Signal and noise for a variable
When considering variation in one variable, the ideas of signal and noise are better explained in terms of explained and unexplained variation.
The ideas of explained and unexplained variation are appropriate to most data sets, whether they arise from experiments or surveys.
Data sets where all variation is unexplained
In some data sets, none of the variation in the variable of interest can be explained in terms of other variables that have been recorded.
Strength measurements
In an ergonomic study involving a group of 41 male students from the University of Hong Kong, each student was asked to exert maximum upward force on a horizontal bar which was close to floor level, with his feet 400mm away from the bar. The force, averaged over a 5-second period, is called the 'maximum voluntary isometric strength' (MVIS) and is shown below in kilograms.
MVIS (kg) | ||||
---|---|---|---|---|
33 16 35 33 47 40 18 54 18 |
44 21 29 12 12 26 10 12 |
20 31 12 19 36 23 22 20 |
15 15 16 20 13 25 26 41 |
14 20 22 19 18 23 26 19 |
There is considerable variation in these strength measurements. Although some of this variability will undoubtedly be associated with other physical characteristics of the students, no other measurements were taken from the students. For a statistical analysis of these data, we have no choice but to treat all variation in these data as 'unexplained'.
Data sets with explained and unexplained variation
In other data sets, some of the variation in the variable of interest can be explained in terms of other variables whose values are available, but part of the variation remains unexplained.
A statistical analysis often separates and describes these two components of the variation. Both provide useful information.
Experiment: Surface finish from lathe
A mechanical engineer is investigating the surface finish of metal parts produced on a lathe and its relationship to the speed (in RPM) of the lathe. Twenty parts were produced at different lathe speeds and using two different types of cutting tool (code numbers 302 and 416).
Surface finish | RPM | Type of cutting tool |
---|---|---|
45.44 42.03 50.10 48.75 47.92 47.79 52.26 50.52 45.58 44.78 33.50 31.23 37.52 37.13 34.70 33.92 32.13 35.47 33.49 32.29 |
225 200 250 245 235 237 265 259 221 218 224 212 248 260 243 238 224 251 232 216 |
302 302 302 302 302 302 302 302 302 302 416 416 416 416 416 416 416 416 416 416 |
A large part of the variability in surface finish can be explained by differences in RPM and the cutting tool that was used.
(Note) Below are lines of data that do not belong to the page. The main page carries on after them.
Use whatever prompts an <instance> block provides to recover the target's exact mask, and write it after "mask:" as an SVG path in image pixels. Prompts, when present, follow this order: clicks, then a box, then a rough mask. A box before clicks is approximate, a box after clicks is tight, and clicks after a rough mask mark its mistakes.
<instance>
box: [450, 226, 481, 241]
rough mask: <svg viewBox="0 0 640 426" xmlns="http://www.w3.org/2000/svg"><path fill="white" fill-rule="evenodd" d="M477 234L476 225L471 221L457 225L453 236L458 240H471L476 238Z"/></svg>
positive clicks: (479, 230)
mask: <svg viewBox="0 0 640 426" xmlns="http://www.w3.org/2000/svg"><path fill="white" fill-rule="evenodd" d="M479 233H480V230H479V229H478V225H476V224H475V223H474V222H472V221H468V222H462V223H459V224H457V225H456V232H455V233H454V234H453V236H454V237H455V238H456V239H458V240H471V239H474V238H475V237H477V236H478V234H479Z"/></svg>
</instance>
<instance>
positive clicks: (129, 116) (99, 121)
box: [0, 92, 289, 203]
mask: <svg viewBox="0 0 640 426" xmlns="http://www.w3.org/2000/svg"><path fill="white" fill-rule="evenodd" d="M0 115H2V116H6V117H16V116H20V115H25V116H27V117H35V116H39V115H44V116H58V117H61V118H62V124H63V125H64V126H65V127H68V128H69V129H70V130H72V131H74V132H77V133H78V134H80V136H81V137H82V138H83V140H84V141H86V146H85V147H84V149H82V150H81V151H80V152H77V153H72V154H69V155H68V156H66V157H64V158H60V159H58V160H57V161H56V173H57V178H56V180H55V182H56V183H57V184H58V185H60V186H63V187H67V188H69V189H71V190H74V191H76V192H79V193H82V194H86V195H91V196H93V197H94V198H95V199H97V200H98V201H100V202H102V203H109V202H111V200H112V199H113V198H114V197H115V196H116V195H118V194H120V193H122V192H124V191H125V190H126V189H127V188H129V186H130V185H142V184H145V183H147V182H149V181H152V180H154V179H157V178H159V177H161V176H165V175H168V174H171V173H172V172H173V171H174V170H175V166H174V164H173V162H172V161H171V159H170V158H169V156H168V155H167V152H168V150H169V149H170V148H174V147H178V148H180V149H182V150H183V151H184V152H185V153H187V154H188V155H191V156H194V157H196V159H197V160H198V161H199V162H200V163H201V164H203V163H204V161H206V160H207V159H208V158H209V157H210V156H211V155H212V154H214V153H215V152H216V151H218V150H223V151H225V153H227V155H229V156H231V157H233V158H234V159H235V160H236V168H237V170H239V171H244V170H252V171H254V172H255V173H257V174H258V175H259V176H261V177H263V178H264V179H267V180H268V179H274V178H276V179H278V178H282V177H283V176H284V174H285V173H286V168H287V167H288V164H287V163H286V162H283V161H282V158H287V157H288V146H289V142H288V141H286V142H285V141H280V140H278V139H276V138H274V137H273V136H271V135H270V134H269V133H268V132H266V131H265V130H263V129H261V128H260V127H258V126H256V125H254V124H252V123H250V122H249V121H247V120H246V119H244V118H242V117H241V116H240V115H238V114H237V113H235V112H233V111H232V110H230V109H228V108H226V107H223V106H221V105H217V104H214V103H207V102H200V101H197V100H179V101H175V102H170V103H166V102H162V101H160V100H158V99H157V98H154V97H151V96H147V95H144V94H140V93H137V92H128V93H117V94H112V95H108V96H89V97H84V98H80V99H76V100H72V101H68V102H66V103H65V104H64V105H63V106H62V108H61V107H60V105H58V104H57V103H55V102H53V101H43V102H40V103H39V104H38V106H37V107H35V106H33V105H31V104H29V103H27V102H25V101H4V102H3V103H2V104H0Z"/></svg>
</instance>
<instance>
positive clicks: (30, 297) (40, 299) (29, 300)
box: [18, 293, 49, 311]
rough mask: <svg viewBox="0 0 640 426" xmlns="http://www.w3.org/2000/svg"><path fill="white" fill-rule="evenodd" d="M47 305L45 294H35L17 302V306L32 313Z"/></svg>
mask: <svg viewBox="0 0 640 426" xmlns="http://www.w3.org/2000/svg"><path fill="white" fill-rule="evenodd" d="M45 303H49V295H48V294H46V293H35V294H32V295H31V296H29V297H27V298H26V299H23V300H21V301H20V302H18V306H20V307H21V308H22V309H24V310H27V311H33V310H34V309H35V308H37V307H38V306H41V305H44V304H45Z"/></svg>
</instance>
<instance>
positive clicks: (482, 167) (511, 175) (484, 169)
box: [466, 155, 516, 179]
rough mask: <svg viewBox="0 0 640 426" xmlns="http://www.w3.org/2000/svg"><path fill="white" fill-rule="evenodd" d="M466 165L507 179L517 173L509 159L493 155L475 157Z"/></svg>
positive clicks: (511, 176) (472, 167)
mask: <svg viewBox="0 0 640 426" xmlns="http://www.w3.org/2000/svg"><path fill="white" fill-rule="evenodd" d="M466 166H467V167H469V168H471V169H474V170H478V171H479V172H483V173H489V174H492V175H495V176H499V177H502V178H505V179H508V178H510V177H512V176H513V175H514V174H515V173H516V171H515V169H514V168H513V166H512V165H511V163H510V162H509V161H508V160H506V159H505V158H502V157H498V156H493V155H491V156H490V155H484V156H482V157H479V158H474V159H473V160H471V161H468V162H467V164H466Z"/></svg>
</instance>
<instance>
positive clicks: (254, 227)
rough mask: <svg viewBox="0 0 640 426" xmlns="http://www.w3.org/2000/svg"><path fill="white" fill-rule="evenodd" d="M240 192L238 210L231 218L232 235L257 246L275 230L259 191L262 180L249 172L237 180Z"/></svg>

However some variability in surface finish remains that cannot be explained by these variables — unexplained variation.
Non-experimental data: Alcoholism and strength
Data that were obtained from 50 alcoholic men who were selected from a larger group of alcoholics to be as similar as possible in age and social characteristics. The researchers estimated the total lifetime alcohol consumption (kg per kg body weight) of each individual and measured the strength of a muscle (kg) in that individual's non-dominant arm.
Alcohol | Strength | Alcohol | Strength | Alcohol | Strength | |||||
---|---|---|---|---|---|---|---|---|---|---|
1 2 3 4 5 6 7 8 9 10 11 12 13 14 15 16 17 |
3.5 4.0 5.2 5.2 7.4 9.4 9.7 9.8 10.8 11.1 11.7 12.5 12.6 13.2 13.5 13.7 14.0 |
22.3 20.9 20.9 28.2 29.5 28.2 23.9 22.1 25.1 24.0 20.9 20.9 26.2 15.5 28.4 20.9 21.8 |
18 19 20 21 22 23 24 25 26 27 28 29 30 31 32 33 34 |
14.0 14.8 15.7 17.4 17.5 17.7 18.2 18.3 18.9 19.1 19.1 19.7 20.0 22.6 22.8 27.7 28.3 |
25.1 15.5 20.9 20.9 25.1 19.1 12.2 22.2 21.1 17.9 28.2 22.2 21.1 26.3 18.8 18.2 16.2 |
35 36 37 38 39 40 41 42 43 44 45 46 47 48 49 50 |
28.3 28.6 29.2 29.8 30.8 32.3 32.5 32.9 34.5 34.5 36.2 39.5 39.7 39.7 40.3 40.8 |
19.3 15.2 13.1 23.3 15.2 21.2 14.0 24.1 15.2 16.2 10.0 10.8 10.0 15.5 16.2 18.2 |
(Note that the data matrix has 50 rows and 2 columns — it has been split here to fit better on the screen. Note also that the rows of the data matrix — individuals — have been sorted into order of lifetime alcohol consumption. Any ordering of the individuals is equally valid.)
Some of the variation in strength can be explained by the different amounts of alcohol consumed by these men — there is a tendency for those with low alcohol consumption to be stronger. However there is a lot of variation in strength that cannot be explained by differences in alcohol consumption.